1
0
Fork 0
arangodb/Documentation/Books/Manual/Programs/Arangodump/Maskings.md

11 KiB
Raw Blame History

Arangodump Data Maskings

--maskings path-of-config

It is possible to mask certain fields for a dump. A JSON configuration file is used to define which fields should be masked and how.

The general structure of the config file looks like this:

{
  "collection-name": {
    "type": MASKING_TYPE
    "maskings" : [
      MASKING1,
      MASKING2,
      ...
    ]
  },
  ...
}

Using "*" as collection name defines a default behavior for collections not listed explicitly.

Masking Types

type is a string describing how to mask the given collection. Possible values are:

  • "exclude": the collection is ignored completely and not even the structure data is dumped.

  • "structure": only the collection structure is dumped, but no data at all

  • "masked": the collection structure and all data is dumped. However, the data is subject to obfuscation defined in the attribute maskings.

  • "full": the collection structure and all data is dumped. No masking is applied to this collection at all.

Example

{
  "private": {
    "type": "exclude"
  },

  "log": {
    "type": "structure"
  },

  "person": {
    "type": "masked",
    "maskings": [
      {
        "path": "name",
        "type": "xifyFront",
        "unmaskedLength": 2
      },
      {
        "path": ".security_id",
        "type": "xifyFront",
        "unmaskedLength": 2
      }
    ]
  }
}

In the example the collection private is completely ignored. Only the structure of the collection log is dumped, but not the data itself. The collection person is dumped completely but with the name field masked if it occurs on the top-level. It also masks fields with the name "security_id" anywhere in the document. See below for a complete description of the parameters of type "xifyFront".

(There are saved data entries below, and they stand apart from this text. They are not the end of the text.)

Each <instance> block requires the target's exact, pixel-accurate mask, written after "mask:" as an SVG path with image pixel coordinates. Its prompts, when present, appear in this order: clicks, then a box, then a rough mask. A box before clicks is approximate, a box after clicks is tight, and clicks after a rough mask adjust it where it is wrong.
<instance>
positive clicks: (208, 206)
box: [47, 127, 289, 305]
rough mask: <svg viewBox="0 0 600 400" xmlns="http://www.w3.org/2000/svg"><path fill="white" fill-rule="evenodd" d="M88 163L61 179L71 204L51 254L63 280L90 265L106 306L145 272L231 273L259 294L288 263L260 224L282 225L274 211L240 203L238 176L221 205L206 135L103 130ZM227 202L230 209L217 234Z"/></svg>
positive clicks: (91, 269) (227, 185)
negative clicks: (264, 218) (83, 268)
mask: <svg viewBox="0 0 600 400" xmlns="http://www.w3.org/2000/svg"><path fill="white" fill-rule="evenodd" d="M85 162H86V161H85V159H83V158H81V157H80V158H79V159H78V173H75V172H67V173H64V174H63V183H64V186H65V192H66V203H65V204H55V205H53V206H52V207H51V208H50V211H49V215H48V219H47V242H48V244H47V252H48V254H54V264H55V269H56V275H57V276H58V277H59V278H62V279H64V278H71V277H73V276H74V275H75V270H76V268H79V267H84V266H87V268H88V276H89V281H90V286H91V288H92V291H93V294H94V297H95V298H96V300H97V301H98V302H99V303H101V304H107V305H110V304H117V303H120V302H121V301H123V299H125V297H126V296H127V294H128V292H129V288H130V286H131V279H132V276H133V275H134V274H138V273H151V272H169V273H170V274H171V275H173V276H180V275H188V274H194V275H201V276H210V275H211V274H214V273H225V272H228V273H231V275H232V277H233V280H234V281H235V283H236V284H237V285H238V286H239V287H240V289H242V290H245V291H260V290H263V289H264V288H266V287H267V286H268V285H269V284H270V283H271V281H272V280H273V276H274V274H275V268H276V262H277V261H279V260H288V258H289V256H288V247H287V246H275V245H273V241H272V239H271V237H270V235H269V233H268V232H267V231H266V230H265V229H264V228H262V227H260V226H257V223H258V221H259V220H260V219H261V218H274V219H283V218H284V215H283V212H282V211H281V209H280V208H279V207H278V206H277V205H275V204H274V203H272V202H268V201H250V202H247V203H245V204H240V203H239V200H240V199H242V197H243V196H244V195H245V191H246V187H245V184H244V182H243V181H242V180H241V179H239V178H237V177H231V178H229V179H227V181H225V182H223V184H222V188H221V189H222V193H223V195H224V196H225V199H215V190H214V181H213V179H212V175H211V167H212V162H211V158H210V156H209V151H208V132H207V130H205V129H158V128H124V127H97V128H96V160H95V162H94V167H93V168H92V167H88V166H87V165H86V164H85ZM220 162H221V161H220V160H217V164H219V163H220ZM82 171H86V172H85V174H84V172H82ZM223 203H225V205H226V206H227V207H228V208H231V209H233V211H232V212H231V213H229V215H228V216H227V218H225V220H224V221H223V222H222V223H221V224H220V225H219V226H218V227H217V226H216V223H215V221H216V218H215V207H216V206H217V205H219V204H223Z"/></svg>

Masking vs. dump-data option

arangodump also supports a very coarse masking with the option --dump-data false. This basically removes all data from the dump.

You can either use --masking or --dump-data false, but not both.

Masking vs. include-collection option

arangodump also supports a very coarse masking with the option --include-collection. This will restrict the collections that are dumped to the ones explicitly listed.

It is possible to combine --masking and --include-collection. This will take the intersection of exportable collections.

Path

If the path starts with a . then it is considered to match any path ending in name. For example, .name will match the attribute name name all leaf attributes in the document. Leaf attributes are attributes whose value is null or of data type string, number, bool and array (see below). name will only match leaf attributes at top level. person.name will match the attribute name of a leaf in the top-level object person.

If you have an attribute name that contains a dot, you need to quote the name with either a tick or a backtick. For example:

"path": "´name.with.dots´"

or

"path": "`name.with.dots`"

If the attribute value is an array the masking is applied to all the array elements individually.

Example

The following configuration will replace the value of the "name" attribute with an "XXXX"-masked string:

{
  "type": "xifyFront",
  "path": ".name",
  "unmaskedLength": 2
}

The document:

{
  "name": "top-level-name",
  "age": 42,
  "nicknames" : [ { "name": "hugo" }, "egon" ],
  "other": {
    "name": [ "emil", { "secret": "superman" } ]
  }
}

… will be changed as follows:

{
  "name": "xxxxxxxxxxxxme",
  "age": 42,
  "nicknames" : [ { "name": "xxgo" }, "egon" ],
  "other": {
    "name": [ "xxil", { "secret": "superman" } ]
  }
}

The values "egon" and "superman" are not replaced, because they are not contained in an attribute value of which the attribute name is name.

Nested objects and arrays

If you specify a path and the attribute value is an array then the masking decision is applied to each element of the array as if this was the value of the attribute.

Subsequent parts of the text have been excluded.